= Lois the Witch =

1861 short story collection by Elizabeth Gaskell

Lois the Witch and Other Tales is an 1861 collection of five stories by Elizabeth Gaskell. The book was published by Bernhard Tauchnitz in Leipzig.

The 1861 book's five stories are Lois the Witch (124 pages), The Grey Woman (78 pages), The Doom of the Griffiths (52 pages), The Half-Brothers (20 pages), and The Crooked Branch (63 pages). Lois the Witch is a long short story or novella of historical fiction, which first appeared in 3 parts in October 1859 in the weekly All the Year Round edited by Charles Dickens. The story's protagonist, Lois Barclay, is raised in a parsonage in Barford, Warwickshire but as she becomes a young woman, both her parents die.
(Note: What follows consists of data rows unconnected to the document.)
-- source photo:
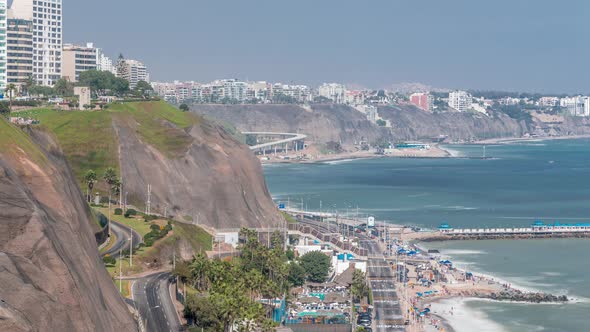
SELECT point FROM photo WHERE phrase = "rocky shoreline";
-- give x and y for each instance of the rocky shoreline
(519, 296)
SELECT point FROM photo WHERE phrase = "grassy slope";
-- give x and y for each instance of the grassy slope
(89, 141)
(13, 141)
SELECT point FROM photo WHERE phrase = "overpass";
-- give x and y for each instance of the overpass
(278, 142)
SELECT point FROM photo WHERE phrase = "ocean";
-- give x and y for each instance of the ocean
(521, 183)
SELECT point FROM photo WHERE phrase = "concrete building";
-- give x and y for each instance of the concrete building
(422, 100)
(104, 63)
(19, 51)
(84, 98)
(334, 91)
(574, 105)
(3, 46)
(133, 71)
(78, 59)
(460, 100)
(47, 37)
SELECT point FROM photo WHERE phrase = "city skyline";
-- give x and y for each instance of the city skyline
(528, 46)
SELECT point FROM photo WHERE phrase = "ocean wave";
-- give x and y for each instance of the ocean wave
(454, 252)
(463, 317)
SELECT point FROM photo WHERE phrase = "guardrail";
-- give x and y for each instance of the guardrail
(329, 238)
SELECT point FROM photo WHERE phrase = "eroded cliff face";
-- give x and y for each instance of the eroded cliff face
(322, 123)
(215, 180)
(411, 123)
(51, 276)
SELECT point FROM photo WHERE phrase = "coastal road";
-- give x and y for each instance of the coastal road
(154, 302)
(386, 306)
(122, 235)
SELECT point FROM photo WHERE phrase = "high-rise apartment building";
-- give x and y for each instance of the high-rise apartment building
(3, 47)
(334, 91)
(104, 63)
(133, 71)
(422, 100)
(460, 100)
(20, 50)
(47, 37)
(78, 59)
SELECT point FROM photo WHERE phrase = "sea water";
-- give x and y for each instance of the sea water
(520, 183)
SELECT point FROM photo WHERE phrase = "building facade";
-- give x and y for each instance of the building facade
(78, 59)
(334, 91)
(133, 71)
(20, 51)
(46, 16)
(104, 63)
(3, 46)
(422, 100)
(460, 100)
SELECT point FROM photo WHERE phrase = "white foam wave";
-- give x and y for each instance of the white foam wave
(462, 317)
(453, 252)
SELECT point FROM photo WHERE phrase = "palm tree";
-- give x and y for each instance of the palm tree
(90, 178)
(10, 89)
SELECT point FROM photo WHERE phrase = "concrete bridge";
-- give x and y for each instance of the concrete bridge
(277, 142)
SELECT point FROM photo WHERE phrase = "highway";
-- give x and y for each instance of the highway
(154, 303)
(122, 235)
(293, 138)
(387, 309)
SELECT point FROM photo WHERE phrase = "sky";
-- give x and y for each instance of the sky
(508, 45)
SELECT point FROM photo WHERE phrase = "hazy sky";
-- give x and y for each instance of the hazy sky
(519, 45)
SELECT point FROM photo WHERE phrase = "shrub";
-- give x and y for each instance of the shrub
(108, 260)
In 1691, she crosses the Atlantic to live with her uncle and his family in Salem, Massachusetts and then becomes involved in the Salem witch trials. The book's second-longest story The Grey Woman is a Gothic tale of a young woman who, with her lady's maid, escapes from the castle of her rich, but abusive, husband Monsieur de la Tourelle. The stories The Doom of the Griffiths and The Half-Brothers were published in the 1859 collection Round the Sofa after previous publication in periodicals. The Crooked Branch was first published as The Ghost in the Garden Room in the 1859 extra Christmas issue of All the Year Round as part of the "portmanteau" story The Haunted House.

The original manuscripts of The Grey Woman and The Crooked Branch are in the Elizabeth Gaskell Manuscript Collection of the John Rylands Library of the University of Manchester.